In a matter of months this year, Australia has somehow managed to turn itself into a convenient whipping boy for China to make a point to other countries about its capacity to retaliate against its critics.
That said, China is doing itself no favours either by clumsy public diplomacy which plays into the hands of its critics.
Diversifying isn’t easy
Looking back 2020 will be a high water mark of globalism with the tide now rushing out fast, replaced by 1930s-style populism and protectionism.
A year ago Australia was still riding high on its $200bn export trade with China with record sales of iron ore, wine, beef and dairy, tourism and education exports.
2021 will be the year of Brexit and further decoupling of the US, Australia and other Western economies from China.
For every high-profile stoush there may be many more going on below the radar.
Several bids by Chinese companies for Australian companies this year have either been publicly rejected or quietly quashed.
One executive at a building products supplier that has traditionally imported from China told this journalist recently that his customers had told him not to source from China any more.
He is now busily looking at sources for product from other Asian countries, wondering what his customers will say when presented with a higher bill from non-Chinese suppliers.
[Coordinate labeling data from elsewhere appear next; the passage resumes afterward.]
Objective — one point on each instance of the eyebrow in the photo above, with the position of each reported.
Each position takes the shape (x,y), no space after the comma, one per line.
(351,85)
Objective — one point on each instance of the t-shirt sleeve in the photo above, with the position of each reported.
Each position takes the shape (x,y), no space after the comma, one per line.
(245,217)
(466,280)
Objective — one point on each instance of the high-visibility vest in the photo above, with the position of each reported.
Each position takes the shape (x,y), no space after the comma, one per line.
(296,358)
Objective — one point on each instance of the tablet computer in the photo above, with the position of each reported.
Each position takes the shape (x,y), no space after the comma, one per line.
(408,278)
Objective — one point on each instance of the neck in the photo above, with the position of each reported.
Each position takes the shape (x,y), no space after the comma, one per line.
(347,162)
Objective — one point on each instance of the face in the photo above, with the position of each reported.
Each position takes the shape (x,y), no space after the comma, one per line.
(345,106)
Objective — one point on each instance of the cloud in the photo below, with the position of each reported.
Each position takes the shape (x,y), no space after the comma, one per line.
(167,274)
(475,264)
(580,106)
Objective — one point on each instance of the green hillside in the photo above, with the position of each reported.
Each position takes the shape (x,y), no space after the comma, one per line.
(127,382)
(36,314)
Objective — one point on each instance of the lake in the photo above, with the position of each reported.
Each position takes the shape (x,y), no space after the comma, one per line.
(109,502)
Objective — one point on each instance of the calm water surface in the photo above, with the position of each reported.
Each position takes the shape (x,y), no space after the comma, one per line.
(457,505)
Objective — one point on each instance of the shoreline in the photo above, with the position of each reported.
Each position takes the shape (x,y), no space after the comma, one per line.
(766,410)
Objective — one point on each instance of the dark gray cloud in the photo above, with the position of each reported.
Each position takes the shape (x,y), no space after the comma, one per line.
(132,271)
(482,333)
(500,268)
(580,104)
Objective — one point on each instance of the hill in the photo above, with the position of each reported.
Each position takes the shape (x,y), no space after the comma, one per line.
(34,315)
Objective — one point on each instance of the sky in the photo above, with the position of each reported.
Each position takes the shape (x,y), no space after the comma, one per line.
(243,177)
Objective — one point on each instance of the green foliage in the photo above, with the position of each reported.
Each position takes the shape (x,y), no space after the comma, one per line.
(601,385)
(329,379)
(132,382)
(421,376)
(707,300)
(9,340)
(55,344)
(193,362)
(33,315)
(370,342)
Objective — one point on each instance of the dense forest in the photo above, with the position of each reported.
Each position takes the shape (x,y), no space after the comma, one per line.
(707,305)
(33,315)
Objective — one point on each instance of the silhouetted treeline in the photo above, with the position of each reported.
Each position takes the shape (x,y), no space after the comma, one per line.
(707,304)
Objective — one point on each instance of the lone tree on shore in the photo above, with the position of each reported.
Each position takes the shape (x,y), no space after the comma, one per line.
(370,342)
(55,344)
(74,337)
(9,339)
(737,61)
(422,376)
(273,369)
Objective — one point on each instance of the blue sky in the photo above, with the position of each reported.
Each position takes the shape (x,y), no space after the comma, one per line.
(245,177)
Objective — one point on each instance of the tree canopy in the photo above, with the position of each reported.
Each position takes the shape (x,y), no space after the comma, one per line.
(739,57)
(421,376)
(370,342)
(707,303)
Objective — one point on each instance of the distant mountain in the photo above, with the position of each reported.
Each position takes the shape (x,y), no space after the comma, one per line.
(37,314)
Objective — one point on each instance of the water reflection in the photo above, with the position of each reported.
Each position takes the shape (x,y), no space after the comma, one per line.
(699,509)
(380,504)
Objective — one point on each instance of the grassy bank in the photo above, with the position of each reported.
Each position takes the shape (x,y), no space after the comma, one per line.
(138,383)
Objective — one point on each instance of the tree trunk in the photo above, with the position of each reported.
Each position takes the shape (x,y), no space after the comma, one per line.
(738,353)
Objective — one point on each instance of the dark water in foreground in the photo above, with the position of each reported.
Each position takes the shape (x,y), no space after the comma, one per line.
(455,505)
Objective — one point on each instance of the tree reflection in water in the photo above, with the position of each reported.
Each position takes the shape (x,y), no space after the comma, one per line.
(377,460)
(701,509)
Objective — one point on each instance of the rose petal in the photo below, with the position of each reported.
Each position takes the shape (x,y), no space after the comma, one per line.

Another longtime Australian-Chinese businessman and trader tells The Australian he is now actively looking elsewhere for investment and export markets despite long years of China connections, convinced that Australia-China ties are in for a long winter of discontent.
Trade tensions with China have been met with glib platitudes from politicians and analysts about the need for diversification — as if those selling wine, beef, dairy, tourism, education and food have not thought of this before and tried other markets with limited success.
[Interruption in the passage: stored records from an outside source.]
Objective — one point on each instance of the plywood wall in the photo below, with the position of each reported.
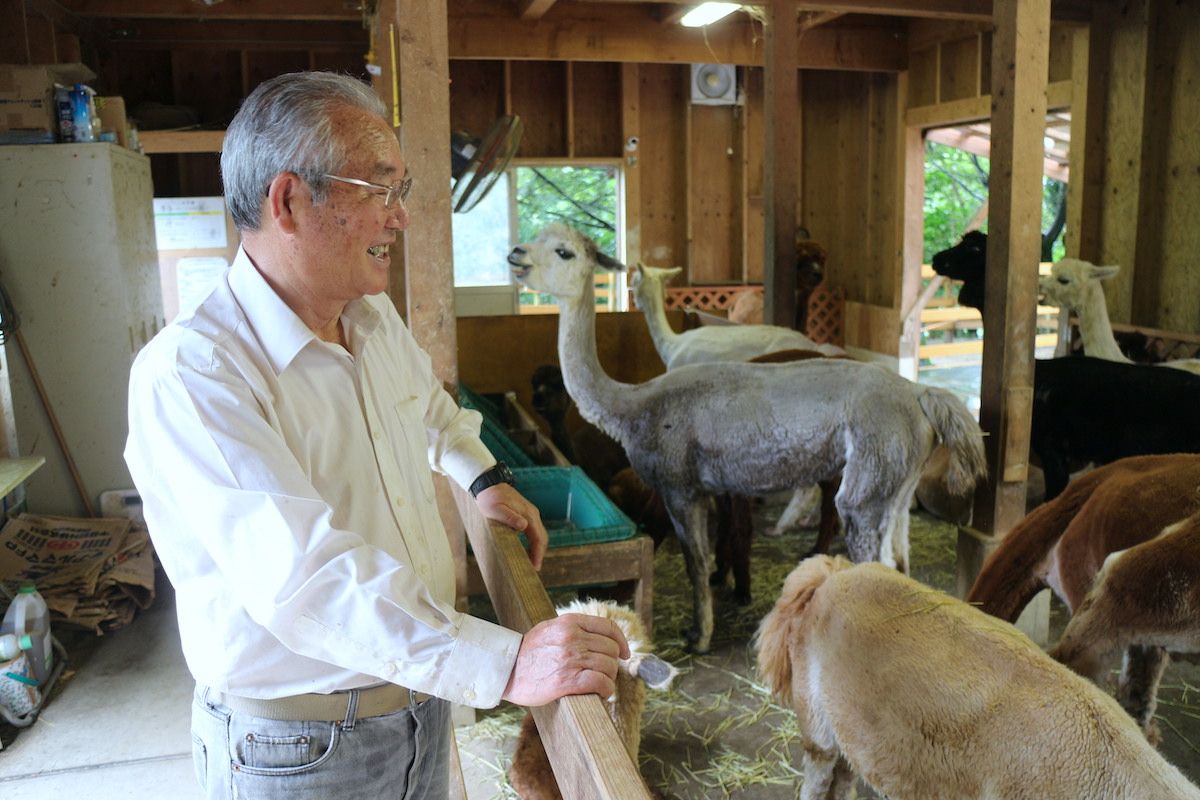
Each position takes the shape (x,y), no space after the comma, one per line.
(1150,182)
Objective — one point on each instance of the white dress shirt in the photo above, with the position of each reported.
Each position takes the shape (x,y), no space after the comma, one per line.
(287,488)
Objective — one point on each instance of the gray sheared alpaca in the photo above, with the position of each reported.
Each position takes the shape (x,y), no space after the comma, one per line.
(754,428)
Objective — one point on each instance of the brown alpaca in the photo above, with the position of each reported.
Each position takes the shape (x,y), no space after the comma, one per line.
(531,774)
(1144,603)
(927,698)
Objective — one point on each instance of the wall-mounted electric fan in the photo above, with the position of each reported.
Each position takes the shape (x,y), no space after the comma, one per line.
(477,163)
(714,84)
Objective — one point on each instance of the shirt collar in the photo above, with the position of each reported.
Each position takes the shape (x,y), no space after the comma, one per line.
(281,332)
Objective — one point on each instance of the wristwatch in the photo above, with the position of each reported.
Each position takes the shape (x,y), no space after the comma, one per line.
(498,474)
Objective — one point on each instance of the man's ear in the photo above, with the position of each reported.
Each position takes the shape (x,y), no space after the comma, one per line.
(282,194)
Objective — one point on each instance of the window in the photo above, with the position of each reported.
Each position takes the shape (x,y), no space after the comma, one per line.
(526,199)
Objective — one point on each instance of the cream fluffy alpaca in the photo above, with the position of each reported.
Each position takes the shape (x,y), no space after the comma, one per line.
(531,774)
(928,698)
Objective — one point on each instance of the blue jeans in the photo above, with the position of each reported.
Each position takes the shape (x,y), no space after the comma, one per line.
(402,756)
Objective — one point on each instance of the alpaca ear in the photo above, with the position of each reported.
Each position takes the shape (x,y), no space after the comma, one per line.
(609,263)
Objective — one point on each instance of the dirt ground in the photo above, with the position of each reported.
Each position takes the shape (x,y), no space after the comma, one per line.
(718,733)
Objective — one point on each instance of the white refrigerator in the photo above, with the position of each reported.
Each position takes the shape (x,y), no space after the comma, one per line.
(78,260)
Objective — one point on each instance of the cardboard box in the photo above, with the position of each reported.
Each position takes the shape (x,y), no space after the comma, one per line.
(36,80)
(27,94)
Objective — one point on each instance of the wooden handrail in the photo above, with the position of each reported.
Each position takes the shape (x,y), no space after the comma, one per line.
(588,757)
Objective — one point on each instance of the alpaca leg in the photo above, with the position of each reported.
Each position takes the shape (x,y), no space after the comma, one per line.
(690,517)
(829,522)
(827,776)
(741,534)
(1138,686)
(723,541)
(797,513)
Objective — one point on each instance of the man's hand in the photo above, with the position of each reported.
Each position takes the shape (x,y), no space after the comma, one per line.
(505,505)
(573,654)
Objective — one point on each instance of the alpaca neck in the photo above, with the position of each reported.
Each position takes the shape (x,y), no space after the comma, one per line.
(1095,328)
(601,401)
(666,341)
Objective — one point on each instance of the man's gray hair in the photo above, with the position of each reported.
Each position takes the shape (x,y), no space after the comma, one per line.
(283,126)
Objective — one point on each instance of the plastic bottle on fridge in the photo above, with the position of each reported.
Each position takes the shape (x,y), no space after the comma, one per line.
(28,615)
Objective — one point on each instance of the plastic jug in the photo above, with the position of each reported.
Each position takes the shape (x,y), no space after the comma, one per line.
(28,615)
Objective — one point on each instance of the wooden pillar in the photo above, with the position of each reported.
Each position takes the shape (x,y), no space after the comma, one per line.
(415,85)
(781,162)
(1020,55)
(630,125)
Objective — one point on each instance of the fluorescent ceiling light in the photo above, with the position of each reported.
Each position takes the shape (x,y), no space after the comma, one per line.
(708,12)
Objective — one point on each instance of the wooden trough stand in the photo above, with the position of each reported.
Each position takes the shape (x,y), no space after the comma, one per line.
(588,757)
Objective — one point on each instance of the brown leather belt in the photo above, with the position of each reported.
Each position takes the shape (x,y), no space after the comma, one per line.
(372,702)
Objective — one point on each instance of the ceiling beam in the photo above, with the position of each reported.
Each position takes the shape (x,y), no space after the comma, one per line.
(876,49)
(533,8)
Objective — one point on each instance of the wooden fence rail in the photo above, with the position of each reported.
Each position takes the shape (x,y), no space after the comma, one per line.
(588,758)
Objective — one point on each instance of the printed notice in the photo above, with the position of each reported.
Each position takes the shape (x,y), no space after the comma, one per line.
(189,222)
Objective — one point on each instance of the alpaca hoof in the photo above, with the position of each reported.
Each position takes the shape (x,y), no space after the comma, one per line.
(695,645)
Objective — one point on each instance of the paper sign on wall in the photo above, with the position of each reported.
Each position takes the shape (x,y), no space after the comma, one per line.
(189,222)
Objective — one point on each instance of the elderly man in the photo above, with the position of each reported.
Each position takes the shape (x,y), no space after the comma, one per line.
(281,437)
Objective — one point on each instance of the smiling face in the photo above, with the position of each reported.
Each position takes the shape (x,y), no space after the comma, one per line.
(346,240)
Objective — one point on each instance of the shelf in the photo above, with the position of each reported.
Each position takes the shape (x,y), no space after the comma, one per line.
(180,140)
(13,471)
The issue is replacing the massive Chinese market with its hundreds of millions of affluent middle class consumers who like Australian products is not easy.
The Asia Society put out a report on Monday focusing on the potential market in Vietnam, a country which has benefited from the global diversification of the supply chain away from China.
But despite its recent growth, Vietnam has a fraction of China’s 1.2 billion people.
Australian companies have been pushing for years to sell more to Indonesia and India but the apparent potential of these markets never eventuates.
The net result will be lower economic growth for Australia for 2021 with temporarily high iron ore prices masking major structural problems and complacency that the pre-COVID good times are just around the corner.